Он сжал ее в могучих объятьях, поцеловал и виновато сказал:
— Не буду больше, не буду… Но все это не так страшно… Это только так кажется… издалека…
После сговора Тинка стала чаще забегать к Гашковым и помогать старухе. Гашковица смотрела, как сноровисто и неутомимо работают ее маленькие, ловкие, загорелые руки, наводя в доме чистоту и порядок, и только молила бога, чтоб он сохранил ей сына и чтоб эта девушка вошла в ее дом невесткой.
— Ну как, мама, по душе тебе моя суженая? — спросил ее раз Русин.
— И не спрашивай, сынок, — отвечала мать, сияя от умиления и радости. — Я ведь ее с тех пор знаю, когда она еще совсем малышкой была. И раньше я ее как собственное свое дитя любила. А сейчас, даст бог, глядишь, и вправду мне дочкой станет… Только бы эта проклятая война поскорее кончилась…
— Кончится война, мама, кончится и забудется, — утешал ее сын. — Всему приходит конец.
— Оно так, сынок, — мать с трудом проглотила застрявший в горле комок. — Только бы господь сохранил вас, дал вернуться домой живыми-здоровыми…

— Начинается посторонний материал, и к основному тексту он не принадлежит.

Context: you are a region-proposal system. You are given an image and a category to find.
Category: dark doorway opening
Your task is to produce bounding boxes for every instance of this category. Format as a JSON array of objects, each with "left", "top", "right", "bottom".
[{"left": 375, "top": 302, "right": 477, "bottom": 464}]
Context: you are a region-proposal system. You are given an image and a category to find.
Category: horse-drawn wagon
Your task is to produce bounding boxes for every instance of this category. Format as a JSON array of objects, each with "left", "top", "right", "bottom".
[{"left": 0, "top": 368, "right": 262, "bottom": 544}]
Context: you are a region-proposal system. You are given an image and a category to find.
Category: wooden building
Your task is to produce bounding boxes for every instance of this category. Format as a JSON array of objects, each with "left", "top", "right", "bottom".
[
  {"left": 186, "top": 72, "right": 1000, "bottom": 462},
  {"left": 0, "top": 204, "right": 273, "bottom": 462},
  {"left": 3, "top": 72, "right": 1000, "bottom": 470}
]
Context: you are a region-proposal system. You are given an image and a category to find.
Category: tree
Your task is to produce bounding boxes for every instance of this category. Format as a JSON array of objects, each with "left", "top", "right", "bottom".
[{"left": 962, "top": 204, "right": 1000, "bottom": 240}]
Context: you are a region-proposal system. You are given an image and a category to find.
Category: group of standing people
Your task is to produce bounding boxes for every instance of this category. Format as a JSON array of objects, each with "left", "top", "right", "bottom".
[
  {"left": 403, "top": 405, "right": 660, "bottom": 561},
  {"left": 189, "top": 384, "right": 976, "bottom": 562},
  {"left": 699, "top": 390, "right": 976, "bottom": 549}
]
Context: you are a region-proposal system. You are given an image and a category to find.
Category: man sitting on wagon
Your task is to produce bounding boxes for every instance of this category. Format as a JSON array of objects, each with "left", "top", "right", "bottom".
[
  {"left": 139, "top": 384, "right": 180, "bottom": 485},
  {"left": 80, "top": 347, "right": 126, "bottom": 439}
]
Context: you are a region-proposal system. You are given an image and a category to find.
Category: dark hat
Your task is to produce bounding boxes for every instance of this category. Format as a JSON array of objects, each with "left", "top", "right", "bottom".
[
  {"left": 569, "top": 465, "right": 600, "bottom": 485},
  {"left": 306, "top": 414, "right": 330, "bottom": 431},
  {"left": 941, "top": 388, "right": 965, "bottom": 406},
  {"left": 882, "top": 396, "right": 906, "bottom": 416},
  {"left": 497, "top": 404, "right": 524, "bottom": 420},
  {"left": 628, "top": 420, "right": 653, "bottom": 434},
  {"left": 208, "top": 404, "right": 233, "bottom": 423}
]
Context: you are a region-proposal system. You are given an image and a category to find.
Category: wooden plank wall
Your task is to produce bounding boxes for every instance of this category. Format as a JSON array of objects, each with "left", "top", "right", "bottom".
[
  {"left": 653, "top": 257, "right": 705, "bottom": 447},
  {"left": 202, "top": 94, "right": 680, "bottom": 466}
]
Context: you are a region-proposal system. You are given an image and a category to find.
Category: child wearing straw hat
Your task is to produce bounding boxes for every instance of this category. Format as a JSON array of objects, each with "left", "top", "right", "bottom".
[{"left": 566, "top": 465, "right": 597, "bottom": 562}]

Русин почти не бывал дома, разве только когда Тинка забегала помочь старой Гашковице. В остальные дни он допоздна засиживался у Лоевых; то ворковал с невестой в ее закутке, то оставался ужинать, а потом рассказывал многочисленным лоевским домочадцам о фронтовых буднях.
Добри Гашкову тоже хотелось поговорить с сыном, но все как-то не оставалось времени. Однажды Гашков не выдержал и, остановив Русина, сам завел речь о фронте, стараясь незаметно выведать, насколько верно то, что говорил Илия Лоев. Русин рассказывал об офицерах, о боях, о голоде и муках солдат. После ноября, после революции в России, «тесные» социалисты в армии действительно зашевелились. Читают «Работнически вестник» — это их газета, пояснил Русин, толкуют события, и очень верно толкуют, поэтому солдаты им верят. К тому же они и сражаются храбро, и товарищи хорошие, каждому готовы помочь.
Старый Гашков молча слушал сына, время от времени поглядывая на него, словно хотел удостовериться, что это именно он, а не кто другой. Что-то теснило грудь, не по себе было старику, больно и тошно.
— Значит, и на фронте водятся «тесняки»? — наконец проговорил он.
— На фронте солдаты идут за теми, кто хочет мира, — как-то неопределенно ответил Русин.
Это заключение не понравилось отцу. Он хотел было сказать, что только бездельники идут за «тесняками», но сдержался и промолчал.
— А знают ли солдаты, что «тесняки» вроде русских большевиков и хотят отнять у них все их добро, — не утерпев, все-таки спросил он.
— Какое еще добро! — невесело усмехнулся Русин. — Каждый за свою шкуру дрожит… Зачем тебе добро, коли того и гляди в ящик сыграешь…
Старый Гашков недовольно засопел, но возражать не стал. «Вот до чего довели страну разбойники-либералы. Извели народ, предали… Виданное ли дело, чтоб людям наплевать стало и на добро свое, и на порядок, и на закон?»